Though some freshwater fishing is accessible along the region’s road system, the most remote and productive fishing spots can only be accessed through a fly-in fishing lodge. Your interior Alaska fishing guide will take you along rivers and to lakes that offer landlocked salmon and a wide range of other sought after game fish.
Though summer might be short in this part of the world, the days are endless and the fishing is non-stop. Pacific salmon enter the waterways in early June and make their way up the rivers and streams with the best King (Chinook) salmon fishing being in June and July. Fish in August and September for Silver (Coho) salmon. The Yukon river system has a populous run of Chum salmon all summer and into the fall.
Fish for sheefish in mid to late summer. Interior Alaska is known for its large sheefish and they are often called “The Tarpon of the North”. The average sheefish weighs 5 to 20 pounds, but anglers have hauled in sheefish weighing 60 pounds or more in some areas. You’ll enjoy catching these beauties on your Alaska fly-fishing vacation.
There are ice fishing opportunities here in the winter months. Anglers who brave the weather can enjoy great burbot fishing on frozen rivers and lakes.
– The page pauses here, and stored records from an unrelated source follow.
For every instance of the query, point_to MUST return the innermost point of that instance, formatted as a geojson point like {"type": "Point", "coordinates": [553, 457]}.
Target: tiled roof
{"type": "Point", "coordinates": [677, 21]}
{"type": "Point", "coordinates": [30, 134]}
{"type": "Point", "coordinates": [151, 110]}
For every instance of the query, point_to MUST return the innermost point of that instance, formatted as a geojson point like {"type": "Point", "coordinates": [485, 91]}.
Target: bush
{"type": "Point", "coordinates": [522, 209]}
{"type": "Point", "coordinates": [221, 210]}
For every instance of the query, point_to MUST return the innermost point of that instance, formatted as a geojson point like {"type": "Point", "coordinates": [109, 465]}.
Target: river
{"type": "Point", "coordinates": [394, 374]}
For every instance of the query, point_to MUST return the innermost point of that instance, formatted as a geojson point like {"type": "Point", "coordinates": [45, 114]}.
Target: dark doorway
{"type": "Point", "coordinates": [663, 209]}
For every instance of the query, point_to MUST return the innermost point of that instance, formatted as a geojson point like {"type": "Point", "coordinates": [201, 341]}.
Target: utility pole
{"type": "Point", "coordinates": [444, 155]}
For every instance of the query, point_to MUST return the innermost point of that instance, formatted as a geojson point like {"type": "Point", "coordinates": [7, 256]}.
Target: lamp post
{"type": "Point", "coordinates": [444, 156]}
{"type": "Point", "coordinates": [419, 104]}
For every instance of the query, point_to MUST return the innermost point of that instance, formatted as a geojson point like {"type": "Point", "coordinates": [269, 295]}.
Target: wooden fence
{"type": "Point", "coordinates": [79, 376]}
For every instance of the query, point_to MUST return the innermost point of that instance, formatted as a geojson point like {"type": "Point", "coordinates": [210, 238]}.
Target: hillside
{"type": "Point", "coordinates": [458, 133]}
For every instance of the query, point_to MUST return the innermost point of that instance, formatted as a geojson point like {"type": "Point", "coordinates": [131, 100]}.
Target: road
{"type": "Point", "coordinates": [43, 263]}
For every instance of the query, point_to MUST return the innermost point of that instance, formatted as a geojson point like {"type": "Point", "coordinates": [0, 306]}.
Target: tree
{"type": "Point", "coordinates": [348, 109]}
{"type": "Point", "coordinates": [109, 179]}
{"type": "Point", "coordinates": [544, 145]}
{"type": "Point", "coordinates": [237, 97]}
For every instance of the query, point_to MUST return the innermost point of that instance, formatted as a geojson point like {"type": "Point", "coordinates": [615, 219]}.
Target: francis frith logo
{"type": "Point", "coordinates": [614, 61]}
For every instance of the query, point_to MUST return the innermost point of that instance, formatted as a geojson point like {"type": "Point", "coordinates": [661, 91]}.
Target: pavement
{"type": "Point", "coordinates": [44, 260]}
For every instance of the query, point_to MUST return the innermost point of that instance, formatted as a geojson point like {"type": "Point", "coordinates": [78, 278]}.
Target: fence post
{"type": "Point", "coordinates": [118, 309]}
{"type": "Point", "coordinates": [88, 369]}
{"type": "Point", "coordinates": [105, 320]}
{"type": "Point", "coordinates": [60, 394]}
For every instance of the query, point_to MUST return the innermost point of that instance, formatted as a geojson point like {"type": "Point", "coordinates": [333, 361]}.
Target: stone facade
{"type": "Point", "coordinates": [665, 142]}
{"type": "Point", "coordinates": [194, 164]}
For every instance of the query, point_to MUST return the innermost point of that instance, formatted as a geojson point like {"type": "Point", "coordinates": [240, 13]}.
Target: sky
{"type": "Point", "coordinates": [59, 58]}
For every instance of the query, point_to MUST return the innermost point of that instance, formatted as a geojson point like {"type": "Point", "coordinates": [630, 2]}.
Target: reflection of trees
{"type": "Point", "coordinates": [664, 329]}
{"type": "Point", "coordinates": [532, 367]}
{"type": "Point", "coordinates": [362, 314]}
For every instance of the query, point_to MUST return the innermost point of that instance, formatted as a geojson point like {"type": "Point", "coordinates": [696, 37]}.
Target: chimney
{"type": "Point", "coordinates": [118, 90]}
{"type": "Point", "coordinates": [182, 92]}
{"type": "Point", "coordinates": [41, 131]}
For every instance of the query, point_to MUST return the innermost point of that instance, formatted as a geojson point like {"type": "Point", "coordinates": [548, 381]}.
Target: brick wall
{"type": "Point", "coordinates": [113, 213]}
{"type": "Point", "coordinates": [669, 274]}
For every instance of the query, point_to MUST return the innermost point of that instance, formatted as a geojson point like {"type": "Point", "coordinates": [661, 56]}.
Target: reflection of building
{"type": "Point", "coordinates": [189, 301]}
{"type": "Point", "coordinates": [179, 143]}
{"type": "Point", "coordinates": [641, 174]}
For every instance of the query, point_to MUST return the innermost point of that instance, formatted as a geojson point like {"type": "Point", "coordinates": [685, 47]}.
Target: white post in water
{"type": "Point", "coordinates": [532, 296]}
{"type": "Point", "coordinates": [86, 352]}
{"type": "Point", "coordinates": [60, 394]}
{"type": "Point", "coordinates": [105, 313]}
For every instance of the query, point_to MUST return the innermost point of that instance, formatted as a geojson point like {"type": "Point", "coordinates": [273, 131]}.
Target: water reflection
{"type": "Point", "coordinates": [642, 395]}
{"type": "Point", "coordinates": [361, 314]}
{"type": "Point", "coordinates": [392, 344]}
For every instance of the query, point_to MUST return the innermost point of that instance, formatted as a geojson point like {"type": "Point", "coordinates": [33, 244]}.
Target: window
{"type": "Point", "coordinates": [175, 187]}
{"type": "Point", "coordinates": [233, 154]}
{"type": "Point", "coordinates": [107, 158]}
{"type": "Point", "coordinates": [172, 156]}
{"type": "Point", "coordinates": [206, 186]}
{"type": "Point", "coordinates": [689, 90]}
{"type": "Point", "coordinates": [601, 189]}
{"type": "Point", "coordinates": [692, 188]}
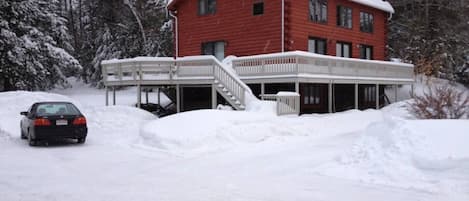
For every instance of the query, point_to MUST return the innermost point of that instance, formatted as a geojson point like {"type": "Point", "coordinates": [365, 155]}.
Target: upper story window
{"type": "Point", "coordinates": [258, 8]}
{"type": "Point", "coordinates": [216, 49]}
{"type": "Point", "coordinates": [343, 49]}
{"type": "Point", "coordinates": [366, 22]}
{"type": "Point", "coordinates": [317, 45]}
{"type": "Point", "coordinates": [366, 52]}
{"type": "Point", "coordinates": [344, 17]}
{"type": "Point", "coordinates": [318, 10]}
{"type": "Point", "coordinates": [207, 7]}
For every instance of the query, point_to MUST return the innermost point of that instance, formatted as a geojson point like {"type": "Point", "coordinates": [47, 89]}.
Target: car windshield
{"type": "Point", "coordinates": [50, 109]}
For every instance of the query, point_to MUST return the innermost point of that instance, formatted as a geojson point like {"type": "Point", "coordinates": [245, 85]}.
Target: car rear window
{"type": "Point", "coordinates": [51, 109]}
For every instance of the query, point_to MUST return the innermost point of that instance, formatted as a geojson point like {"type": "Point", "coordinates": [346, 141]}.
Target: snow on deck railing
{"type": "Point", "coordinates": [137, 70]}
{"type": "Point", "coordinates": [300, 63]}
{"type": "Point", "coordinates": [286, 102]}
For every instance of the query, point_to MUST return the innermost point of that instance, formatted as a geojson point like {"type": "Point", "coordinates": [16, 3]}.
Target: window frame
{"type": "Point", "coordinates": [209, 9]}
{"type": "Point", "coordinates": [320, 15]}
{"type": "Point", "coordinates": [364, 48]}
{"type": "Point", "coordinates": [347, 20]}
{"type": "Point", "coordinates": [213, 44]}
{"type": "Point", "coordinates": [254, 8]}
{"type": "Point", "coordinates": [316, 44]}
{"type": "Point", "coordinates": [366, 22]}
{"type": "Point", "coordinates": [342, 44]}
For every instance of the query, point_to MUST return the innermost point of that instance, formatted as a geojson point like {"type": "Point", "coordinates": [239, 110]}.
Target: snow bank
{"type": "Point", "coordinates": [117, 123]}
{"type": "Point", "coordinates": [406, 154]}
{"type": "Point", "coordinates": [203, 131]}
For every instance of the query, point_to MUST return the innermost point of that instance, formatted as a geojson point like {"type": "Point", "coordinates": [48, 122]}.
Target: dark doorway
{"type": "Point", "coordinates": [275, 88]}
{"type": "Point", "coordinates": [196, 97]}
{"type": "Point", "coordinates": [314, 98]}
{"type": "Point", "coordinates": [256, 89]}
{"type": "Point", "coordinates": [344, 97]}
{"type": "Point", "coordinates": [367, 96]}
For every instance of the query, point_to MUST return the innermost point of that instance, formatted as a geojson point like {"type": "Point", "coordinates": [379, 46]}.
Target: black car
{"type": "Point", "coordinates": [53, 120]}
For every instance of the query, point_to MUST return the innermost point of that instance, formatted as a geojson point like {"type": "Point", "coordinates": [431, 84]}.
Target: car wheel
{"type": "Point", "coordinates": [31, 141]}
{"type": "Point", "coordinates": [23, 136]}
{"type": "Point", "coordinates": [81, 140]}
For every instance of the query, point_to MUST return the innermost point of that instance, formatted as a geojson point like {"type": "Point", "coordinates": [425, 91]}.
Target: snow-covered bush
{"type": "Point", "coordinates": [440, 102]}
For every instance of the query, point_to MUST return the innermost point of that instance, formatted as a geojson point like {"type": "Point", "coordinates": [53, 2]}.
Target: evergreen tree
{"type": "Point", "coordinates": [432, 34]}
{"type": "Point", "coordinates": [34, 41]}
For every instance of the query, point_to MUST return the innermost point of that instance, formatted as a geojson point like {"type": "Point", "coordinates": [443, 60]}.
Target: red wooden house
{"type": "Point", "coordinates": [271, 39]}
{"type": "Point", "coordinates": [347, 28]}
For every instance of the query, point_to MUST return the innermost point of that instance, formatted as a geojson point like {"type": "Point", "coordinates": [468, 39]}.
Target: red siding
{"type": "Point", "coordinates": [233, 23]}
{"type": "Point", "coordinates": [246, 34]}
{"type": "Point", "coordinates": [301, 28]}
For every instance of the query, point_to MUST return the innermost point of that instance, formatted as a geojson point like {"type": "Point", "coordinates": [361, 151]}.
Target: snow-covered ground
{"type": "Point", "coordinates": [231, 155]}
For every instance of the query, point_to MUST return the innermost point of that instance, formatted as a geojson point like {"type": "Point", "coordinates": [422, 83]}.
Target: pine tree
{"type": "Point", "coordinates": [34, 45]}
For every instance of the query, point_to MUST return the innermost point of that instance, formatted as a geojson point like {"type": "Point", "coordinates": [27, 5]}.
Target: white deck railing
{"type": "Point", "coordinates": [286, 102]}
{"type": "Point", "coordinates": [142, 69]}
{"type": "Point", "coordinates": [306, 64]}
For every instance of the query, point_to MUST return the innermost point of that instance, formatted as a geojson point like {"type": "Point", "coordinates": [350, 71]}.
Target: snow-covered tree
{"type": "Point", "coordinates": [34, 45]}
{"type": "Point", "coordinates": [432, 34]}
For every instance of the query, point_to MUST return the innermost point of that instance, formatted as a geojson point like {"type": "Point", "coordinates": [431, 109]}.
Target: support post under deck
{"type": "Point", "coordinates": [377, 96]}
{"type": "Point", "coordinates": [107, 96]}
{"type": "Point", "coordinates": [139, 96]}
{"type": "Point", "coordinates": [178, 98]}
{"type": "Point", "coordinates": [113, 95]}
{"type": "Point", "coordinates": [262, 90]}
{"type": "Point", "coordinates": [356, 96]}
{"type": "Point", "coordinates": [214, 97]}
{"type": "Point", "coordinates": [159, 96]}
{"type": "Point", "coordinates": [330, 96]}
You will also see little villages of ice fishing huts going for trout and land-locked salmon in the winter.
While you’re fishing, expect to be treated to some spectacular wildlife viewing too. From your Alaska fishing resort or while on the river, you might see moose, black bear, grizzly bear, caribou, eagles and a variety of bird life.
North America's Highest Peak
Alaska’s interior region is home of Mount McKinley, which was formally named “Denali” recently. Denali is the tallest mountain in North America with a summit elevation of 20,310 feet (6,190 metres) above sea level. This impressive peak is considered the third most isolated and third most prominent peak after Mount Everest in Nepal and Aconcagua in Argentina.
You can check out this massive mountain while visiting Denali National Park and Preserve. The park encompasses more than 6 million acres and offers a variety of outdoor activities including hiking, cycling, mountaineering, wildlife viewing, dog sledding, cross country skiing and fishing.